Trump signs farm bill, directs USDA to expand work requirements on food stamps

Officials said with low unemployment, capable adults should have to get jobs.

President Donald Trump signed and celebrated the farm bill Thursday, while the administration also moved to force more people who enroll in food stamps to comply with work requirements, despite the fact that Republicans were unsuccessful in pushing the same measure through Congress.

Republicans have pushed for more work requirements for food stamp participants and for the U.S. Department of Agriculture to allow states to impose more requirements such as drug testing. But those requests were left out of the recently approved farm bill after Democrats refused to move forward with the changes and other GOP proposals.

After months of negotiations the 2018 farm bill does not include changes to the Supplemental Nutrition Assistance Program that House Republicans wanted. But he did direct the USDA to pursue some of those changes through a rule, saying with this "thriving economy" people should have to go back to work.

"Under this new rule able-bodied adults without dependents will have to work or look for work in order to receive their food stamps. Today's action will help Americans transition from welfare to gainful employment, strengthening families and uplifting communities. And that was a difficult thing to get done," Trump said during the event in Washington.

Agriculture Secretary Sonny Perdue told reporters Wednesday that Trump might not have supported the massive farm bill without a separate food stamp reform rule.

The bipartisan bill Trump signed Thursday provides billions of dollars in assistance for farmers, research projects and mental health programs in addition to re-authorizing nutrition assistance programs and legalizing industrial hemp.

"These actions will save hardworking taxpayers $15 billion over 10 years and give President Trump comfort enough to support a farm bill he might otherwise have opposed," he told reporters Wednesday night, citing the USDA estimate of how much money the program will save from people no longer eligible for the program.

Under current SNAP rules, able-bodied adults with no dependents enrolled in food stamps are required to work, participate in work training or enroll in an education program for at least 80 hours a month to receive benefits. Those who don't meet that requirement are only eligible for three months of benefits in a three-year period.

The Trump administration said the waivers are meant to be temporary relief during tough times, but that with lower unemployment nationwide, more people should be required to work to receive food stamps.

"The bottom line is this," Perdue said. "In 2016 there were 3.8 million individual [able-bodies adults without dependents] on the SNAP rolls with 2.8 million or almost 75 percent of them not working. This is unacceptable to most Americans and belies common sense particularly when employment opportunities are plentiful as they currently are."

Even though Democrats and some Republicans ultimately blocked similar changes to food stamps in the farm bill, the USDA can make some of the changes through the rule-making process. The current law says states qualify for waivers if unemployment is above 10 percent or with a "lack of sufficient jobs," usually relative to the national unemployment rate.

USDA's proposed rule would redefine a "lack of sufficient jobs" as 7 percent unemployment and make administrative changes like limiting waivers to one year and eliminate state-wide waivers in favor of smaller areas.

Food and Nutrition Service Administrator Brendon Lipps said the USDA estimated 75 percent of areas that currently have a waiver would no longer qualify under the new rule. He said the able-bodied adults on food stamps who are not working could now be subject to work requirements depending on where they live.

Robert Campbell, policy director for the anti-hunger group Feeding America, told ABC News that the administration estimated more than 750,000 people could lose benefits because of the rule. He said the farm bill actually does more to support workers and provide training for workers, while the proposed rule only punishes people who can't find a job.

"We're concerned that taking food away from people will not make them more employable and it will not help them in their prospects," Campbell said on ABC News' The Briefing Room.
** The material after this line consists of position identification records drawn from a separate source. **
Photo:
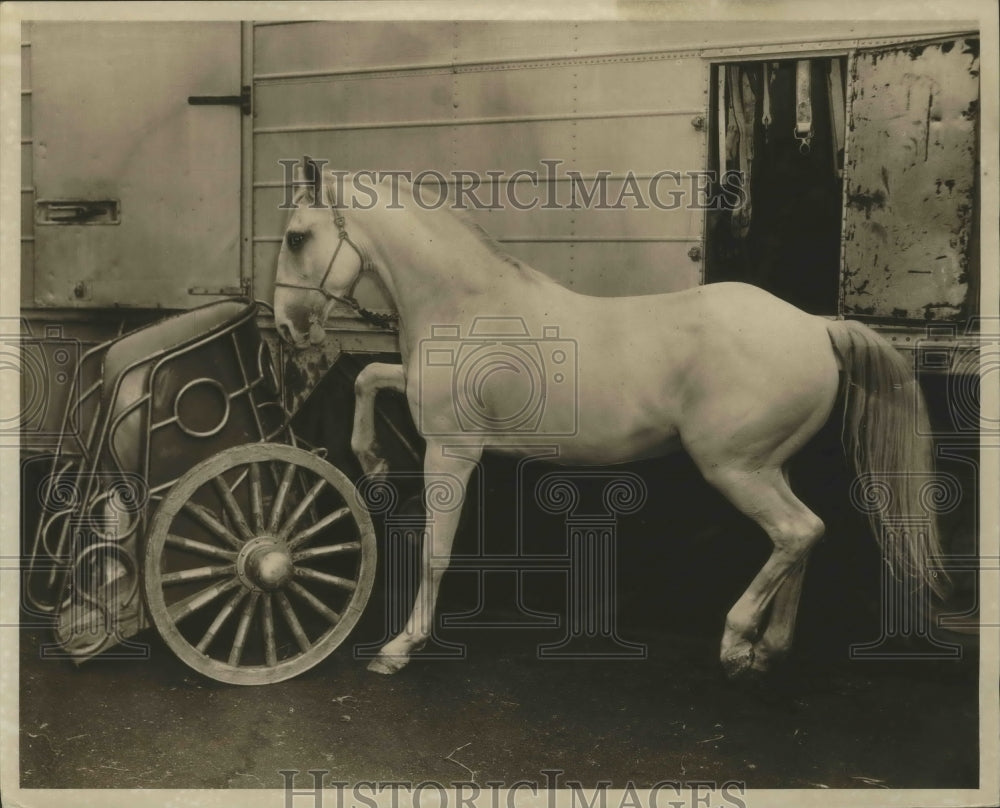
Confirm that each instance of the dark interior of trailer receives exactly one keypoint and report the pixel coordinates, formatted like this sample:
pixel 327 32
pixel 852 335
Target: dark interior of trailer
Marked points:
pixel 785 236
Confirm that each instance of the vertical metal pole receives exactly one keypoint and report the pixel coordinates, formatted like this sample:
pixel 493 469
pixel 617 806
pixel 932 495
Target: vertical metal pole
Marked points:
pixel 246 164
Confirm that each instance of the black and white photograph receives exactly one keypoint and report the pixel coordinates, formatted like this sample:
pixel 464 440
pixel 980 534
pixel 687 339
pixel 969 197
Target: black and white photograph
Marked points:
pixel 456 405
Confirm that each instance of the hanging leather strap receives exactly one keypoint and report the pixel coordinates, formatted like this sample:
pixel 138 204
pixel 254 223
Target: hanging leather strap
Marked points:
pixel 744 103
pixel 803 104
pixel 837 113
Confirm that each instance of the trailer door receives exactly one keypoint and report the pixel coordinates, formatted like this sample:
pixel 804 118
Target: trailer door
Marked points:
pixel 137 191
pixel 910 183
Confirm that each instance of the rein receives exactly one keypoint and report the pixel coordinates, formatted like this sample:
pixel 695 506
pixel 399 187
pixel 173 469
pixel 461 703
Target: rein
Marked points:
pixel 387 321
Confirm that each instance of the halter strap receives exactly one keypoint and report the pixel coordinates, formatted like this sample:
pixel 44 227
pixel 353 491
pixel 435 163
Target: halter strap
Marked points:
pixel 382 320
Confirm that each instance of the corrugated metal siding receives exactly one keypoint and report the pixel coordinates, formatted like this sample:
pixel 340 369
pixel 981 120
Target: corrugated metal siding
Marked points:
pixel 909 185
pixel 424 96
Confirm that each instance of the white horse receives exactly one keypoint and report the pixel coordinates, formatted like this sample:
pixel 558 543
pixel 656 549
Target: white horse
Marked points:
pixel 732 375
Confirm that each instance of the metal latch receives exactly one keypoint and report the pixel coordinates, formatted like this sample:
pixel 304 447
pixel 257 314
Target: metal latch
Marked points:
pixel 77 211
pixel 244 100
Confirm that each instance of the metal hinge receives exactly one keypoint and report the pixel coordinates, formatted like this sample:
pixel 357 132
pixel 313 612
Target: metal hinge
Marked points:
pixel 243 290
pixel 244 100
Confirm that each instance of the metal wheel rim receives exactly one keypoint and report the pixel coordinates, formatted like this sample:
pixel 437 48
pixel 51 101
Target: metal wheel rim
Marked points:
pixel 181 493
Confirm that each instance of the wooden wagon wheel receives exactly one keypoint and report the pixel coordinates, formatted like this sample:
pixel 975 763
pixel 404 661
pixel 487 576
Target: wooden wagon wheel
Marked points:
pixel 258 563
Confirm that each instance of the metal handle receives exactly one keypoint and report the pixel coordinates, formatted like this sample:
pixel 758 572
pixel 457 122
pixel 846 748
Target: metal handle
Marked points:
pixel 244 100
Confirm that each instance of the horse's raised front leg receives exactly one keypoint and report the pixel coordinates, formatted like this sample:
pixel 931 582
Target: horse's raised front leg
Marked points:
pixel 446 474
pixel 764 496
pixel 374 377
House Agriculture Committee Chairman Mike Conaway, R-Texas, praised the rule, comparing it to the controversial House version of the farm bill that he said would allow able-bodies adults "to seek new opportunities and achieve their goals."

But Sen. Debbie Stabenow, ranking member of the Senate Agriculture Committee, said the rule blatantly ignored the bipartisan farm bill.

"Congress writes laws and the Administration is required to write rules based on the law, not the other way around. Congress chose not to change the current SNAP work rules in the Farm Bill, and instead, focused on strengthening work programs that actually help people get jobs," she said in a statement, adding, "Administrative changes should not be driven by ideology. I do not support unilateral and unjustified changes that would take food away from families."

Lipps emphasized the rule would not apply to the elderly, people with disabilities or pregnant women but is intended to encourage people capable of working to find jobs.

Some groups like the left-leaning Center for Budget and Policy Priorities say the USDA numbers don't tell the full picture because people often sign up for food stamps when they're between jobs or people may have a job but still make less than the federal poverty level.

The move is the latest effort to reform programs intended to push low-income or unemployed Americans to become more "self-sufficient" through work requirements or changes to welfare programs like nutrition assistance, public housing or Medicaid.